Max Fridman ritorna nel 1999 con No pasarán, una storia in tre volumi (2000, 2002, 2008) ambientata durante la guerra civile spagnola.
Del 2005 è la soap-opera a fumetti Eva Miranda, disegnata su soggetto di Giovanni Barbieri.
A Lucca nel 2008 gli viene conferito il premio Gran Maestro del Fumetto.
Del 2010, in forma di romanzo illustrato, è la raccolta dei frammenti di biografia di Max Fridman dal titolo L’avventuriero prudente.
Lorenzo Cioffi, nel 2018, gira un documentario dal titolo Le circostanze su Vittorio Giardino.
Del 2020 è Viaggi, Sogni e Segreti edito da Rizzoli Lizard. Il volume contiene una serie di storie, più o meno brevi, pubblicate originariamente in tre antologie: Viaggi Inquieti, Viaggi di Sogno e Vacanze Fatali.
La sua ultima pubblicazione è Tratti in salvo, 2022, edito da Rizzoli Lizard, una raccolta di storie inedite e d’archivio dell’autore.
I suoi libri sono stati tradotti in 14 lingue e pubblicati in Francia, Spagna, Portogallo, Germania, Olanda, Danimarca, Norvegia, Svezia, Islanda, Repubblica Ceca, Croazia, Grecia, Cina, Giappone, USA, Argentina, Brasile.
Abbiamo avuto l’incredibile fortuna di porgli alcune domande sul suo lavoro, il rapporto con il fumetto e l’editoria.
Come ti sei avvicinato al fumetto? Che percorso formativo hai fatto?
Sin dalla prima infanzia, prima ancora di saper leggere, ho iniziato a disegnare. Da allora è nata una passione che dura ancora oggi. È diventata la mia attività professionale solo a 30 anni. Ho avuto tutt’altra formazione, non ho frequentato una scuola d’arte ma il liceo classico e poi l’università con ingegneria elettronica.
Dopo la laurea ho lavorato per quasi dieci anni come ingegnere. Ho avuto un percorso anomalo ma a un certo punto il disegno mi mancava troppo, ho deciso di cambiare lavoro con grande incoscienza. Oggi, a quarant’anni di distanza, posso dire di aver avuto anche una fortuna sfacciata.
Quali sono i tuoi maestri?
Ci vorrebbero giorni per citarli tutti. Tra i più importanti ci sono sicuramente Carl Barks e Floyd Gottfredson, rispettivi disegnatori delle più belle avventure di Paperino e Topolino.

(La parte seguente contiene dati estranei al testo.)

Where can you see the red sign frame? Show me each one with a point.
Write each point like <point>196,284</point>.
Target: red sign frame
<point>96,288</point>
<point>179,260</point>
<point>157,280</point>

Paperino e Topolino sono la quintessenza del fumetto: il disegno è un’assurda caricatura di animali che assomiglia al loro modello in misura molto relativa, con pochi semplici tratti “somatici”, nulla di più lontano da un’immagine fotografica, eppure con una ricchezza di espressioni e di sentimenti tale da far dimenticare chi sono. Chi si ricorda che Donald Duck è un papero? Paperino è semplicemente una persona, con pregi, difetti e contraddizioni come tutti noi. Un personaggio degno dei grandi della letteratura. Eppure un personaggio che può esistere solo nel fumetto o, al massimo, nel cartone animato.
Tra le mie influenze, c’è Corto Maltese di Hugo Pratt, letto su Linus. Mi colpì moltissimo perché ci trovavo dei riferimenti culturali che andavano oltre il fumetto, come ad esempio Jack London. E poi Winsor McCay, che considero importante quanto Griffith per il cinema, perché ha inventato il vero linguaggio del fumetto .
E ancora Alberto Breccia, suo “nipote” José Muñoz e Moebius, autori da cui ho preso moltissimo. Un lettore attento e che conosce questi autori può certamente trovare dei riflessi della loro produzione nel mio lavoro.
La tua ultima pubblicazione?
Tratti in salvo del 2022. Uno strano libro che andrebbe abbinato a un cornetto rosso o a un ferro di cavallo. Un tipo di libro che si fa postumo. Contiene cose mai pubblicate che generalmente scopre o trova un critico: lavori inediti o poco visti, tavole per una mostra che i lettori non conoscono, pubblicazioni sparse, materiale dimenticato.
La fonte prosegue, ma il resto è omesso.